Nope, but orange eo is notorious for fading. I always mix orange with something else


----------



## joy. (Feb 18, 2016)

cmzaha said:


> Nope, but orange eo is notorious for fading. I always mix orange with something else



I can't even get it to stick when it _is_ mixed with something else. I haven't tried a clay or starch yet, and I did have some luck mixing kaolin and lime EO.


----------



## KristaMarie (Feb 18, 2016)

In my orange bar I used kaolin and stuck the loaf immediately in the freezer to avoid gel. I used 10x from BB


----------



## Soapmaker145 (Feb 18, 2016)

I second the 10X orange from BB.  It sticks very well and a little goes a long way.  The regular orange EO and other citrus EO never worked consistently for me, clay or no clay.


----------



## joy. (Feb 18, 2016)

Awesome! I just got the 10x from BB. The other one I had was only 5x. I'm feeling a little more optimistic about it now.


----------



## shunt2011 (Feb 19, 2016)

I have the 15X from WSP.  That helps too.


----------



## BrewerGeorge (Feb 19, 2016)

I don't think charcoal makes scents less powerful.  I have a lime FO and tea tree EO bar that is black as coal, and it still smells great.


----------



## Dr.J (Mar 4, 2016)

I _have_ experienced activated carbon effecting the scents in my soap.
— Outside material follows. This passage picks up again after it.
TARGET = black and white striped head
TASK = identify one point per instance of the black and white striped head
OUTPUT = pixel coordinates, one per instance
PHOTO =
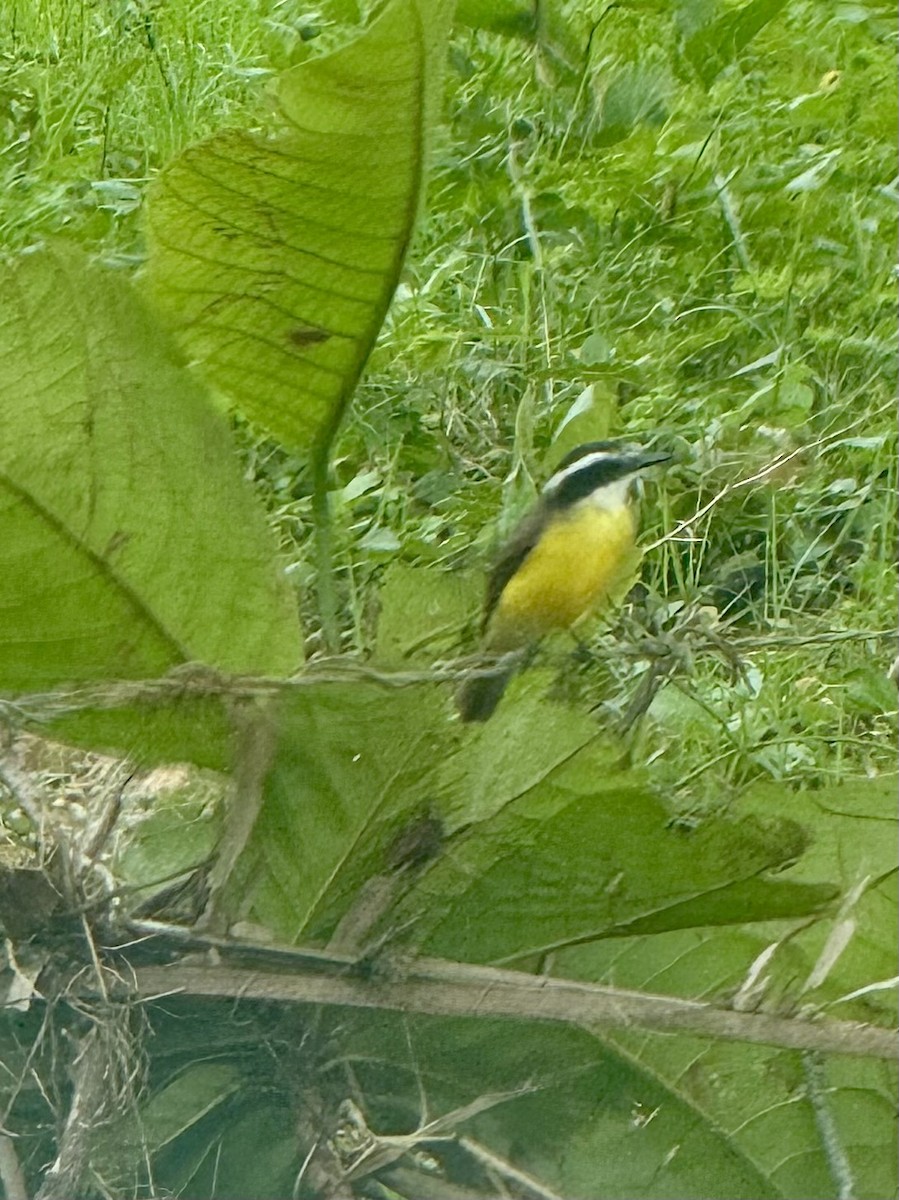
(601, 472)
I made a batch of soap last year (without carbon), scented with a blend of orange, lime, cedar, patch and juniper that me and my neighbor really liked. In fact I keep a small bottle of the EO blend for other uses.

I made another batch of this soap at Christmas with the same EO blend, but this time I added activated carbon (before trace) to color the bar. The scent in the cured bar was quite different; weaker overall and the citrus was highly muted while the cedar was relatively stronger. I didn't really care for the scent in this batch. The soap smells quite different than the EO blend in the bottle.

My guess is that the activated carbon absorbed the smaller terpenes (like limonene in the citrus) to a greater degree than the larger sesquiterpenes (like the cedrenes in the cedar).


----------